District 4 Commissioner Billy Billings apologized for his tardiness. "I want to thank Commissioner Salas for his persistence in working on getting a management company, as well as Manager Webb for getting HealthTechS3 to come in to do a SWOT (strength, weakness, opportunity and threat) analysis even before a contract is signed. I met with Interim CEO Manis and said it was the worst time for us to be in this predicament, but we did our best to preserve our hospital. I welcome Scott and HealthTechS3, because the hospital is facing some hard decisions. We will have to show restraint and let them manage the hospital."
"I, too, would call for civility," Billings continued. "I, too, have had the experience of seeing people being shamed, but it was for not wearing masks."
He noted that if anyone can open up for business, it should be health care. "The hospital is starting to do some elective surgeries. My concern is that we've made the cases of virus so flat, but when can we open up GRMC more fully. Maybe we need a resolution to that effect? Restaurants are getting agitated. Would commissioners support their opening up with carefully spaced dining? I believe it has to be county-by-county monitoring. We prepared for an emergency too soon and it didn't happen. We need to get more information from the city and county task force working on the reopening plan."
Browne said he would like to respond to some of Billings' excellent ideas. "I, too, had some issues that we started closing too early. I think that needs discussion. On opening more hospital services, I think is super clear. We are a large state. I think there is room to improve. I would approve county-to-county resolutions. Resolutions on dining at this point may be moot."
Edwards said she agreed with commissioners Billings and Browne. "I would add that I'm in favor of the county-by-county approach. One of the most important tools is contact tracing and testing for cases. I see no evidence of that increasing here. We need the county-by-county approach, especially on the isolation piece. The county did participate in the re-opening plan. We need to be able to have the county look at itself."
Salas said: "I think we are in closer contact in grocery stores and hardware stores, than we would be in restaurants. It doesn't seem right to follow what Las Cruces, Albuquerque and Santa Fe should do."

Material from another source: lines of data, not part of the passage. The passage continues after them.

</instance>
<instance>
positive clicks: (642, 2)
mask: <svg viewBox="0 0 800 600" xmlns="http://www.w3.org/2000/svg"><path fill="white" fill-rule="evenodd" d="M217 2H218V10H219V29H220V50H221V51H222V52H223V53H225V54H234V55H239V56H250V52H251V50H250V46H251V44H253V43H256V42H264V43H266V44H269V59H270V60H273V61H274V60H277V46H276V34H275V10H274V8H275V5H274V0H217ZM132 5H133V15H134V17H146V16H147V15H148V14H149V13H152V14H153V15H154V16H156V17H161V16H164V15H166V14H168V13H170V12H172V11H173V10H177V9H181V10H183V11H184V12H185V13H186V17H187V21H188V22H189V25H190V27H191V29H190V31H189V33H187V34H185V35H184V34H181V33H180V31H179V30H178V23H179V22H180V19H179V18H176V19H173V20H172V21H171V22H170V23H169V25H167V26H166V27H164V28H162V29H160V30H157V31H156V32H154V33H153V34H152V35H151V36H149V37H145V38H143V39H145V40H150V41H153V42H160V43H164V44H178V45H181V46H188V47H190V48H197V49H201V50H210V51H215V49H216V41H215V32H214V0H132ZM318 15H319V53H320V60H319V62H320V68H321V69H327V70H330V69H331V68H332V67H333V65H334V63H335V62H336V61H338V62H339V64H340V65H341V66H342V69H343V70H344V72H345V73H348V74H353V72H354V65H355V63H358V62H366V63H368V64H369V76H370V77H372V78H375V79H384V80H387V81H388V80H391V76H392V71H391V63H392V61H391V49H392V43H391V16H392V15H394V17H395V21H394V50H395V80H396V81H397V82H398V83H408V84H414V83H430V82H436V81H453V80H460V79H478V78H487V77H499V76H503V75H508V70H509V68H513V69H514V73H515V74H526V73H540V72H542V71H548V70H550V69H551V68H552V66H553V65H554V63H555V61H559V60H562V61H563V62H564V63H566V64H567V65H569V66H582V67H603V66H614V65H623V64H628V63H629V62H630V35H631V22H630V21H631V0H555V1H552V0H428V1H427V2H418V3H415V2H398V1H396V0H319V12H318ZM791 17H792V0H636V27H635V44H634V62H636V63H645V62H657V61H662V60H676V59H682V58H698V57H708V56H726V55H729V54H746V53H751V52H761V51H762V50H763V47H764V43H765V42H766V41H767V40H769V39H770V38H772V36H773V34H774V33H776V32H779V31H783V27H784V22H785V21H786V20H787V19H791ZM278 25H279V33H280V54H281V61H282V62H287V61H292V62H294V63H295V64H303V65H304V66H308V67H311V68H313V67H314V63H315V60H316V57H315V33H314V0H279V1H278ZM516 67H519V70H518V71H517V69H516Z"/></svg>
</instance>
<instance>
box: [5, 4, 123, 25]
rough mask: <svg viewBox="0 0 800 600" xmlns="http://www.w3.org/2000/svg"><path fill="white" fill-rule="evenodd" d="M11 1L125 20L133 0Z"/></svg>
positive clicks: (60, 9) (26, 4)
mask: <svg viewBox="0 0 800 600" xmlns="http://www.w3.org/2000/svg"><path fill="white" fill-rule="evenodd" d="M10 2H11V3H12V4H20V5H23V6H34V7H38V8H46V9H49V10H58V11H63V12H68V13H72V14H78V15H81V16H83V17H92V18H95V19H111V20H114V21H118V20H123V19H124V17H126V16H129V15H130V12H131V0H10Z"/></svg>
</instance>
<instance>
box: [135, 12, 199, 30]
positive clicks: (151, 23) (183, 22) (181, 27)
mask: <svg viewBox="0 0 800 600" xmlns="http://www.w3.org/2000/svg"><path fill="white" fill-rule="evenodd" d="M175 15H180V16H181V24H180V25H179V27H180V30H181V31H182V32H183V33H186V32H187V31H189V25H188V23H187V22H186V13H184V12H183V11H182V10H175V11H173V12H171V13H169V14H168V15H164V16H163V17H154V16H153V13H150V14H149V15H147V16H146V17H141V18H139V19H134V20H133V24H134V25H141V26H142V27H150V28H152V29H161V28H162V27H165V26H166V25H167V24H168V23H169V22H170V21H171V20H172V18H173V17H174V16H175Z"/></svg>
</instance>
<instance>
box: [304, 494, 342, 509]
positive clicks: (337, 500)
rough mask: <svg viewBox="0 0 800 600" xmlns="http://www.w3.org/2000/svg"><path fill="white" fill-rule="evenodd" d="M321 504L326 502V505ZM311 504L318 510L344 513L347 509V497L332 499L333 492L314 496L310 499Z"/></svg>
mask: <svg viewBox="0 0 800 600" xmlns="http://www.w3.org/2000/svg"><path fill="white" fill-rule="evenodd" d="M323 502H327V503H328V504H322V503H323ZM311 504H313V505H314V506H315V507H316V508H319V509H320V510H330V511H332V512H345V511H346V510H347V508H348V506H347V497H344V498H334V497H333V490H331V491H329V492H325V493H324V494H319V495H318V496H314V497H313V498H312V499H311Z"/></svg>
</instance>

Ponce said he, too, would be open to taking the county-by-county approach. "It's scary with businesses closing for good. I would agree with most of your comments. My first grandson was born April 29 and I've never seen him or held him. We keep hearing we will have another test of the virus in the fall."
"I want to thank all the commissioners," Ponce continued. "We have to look out for the welfare and safety of the county. That's why we have taken on Gila Regional. I appreciate all of your time on that. Our five commissioners have it in their best interest to make the hospital work. We know we are having late nights, and also extra meetings. I don't know if the SWOT will give us all the answers, but it will help. The hospital affects all of us."
The commissioners convened into executive session as the hospital governing board.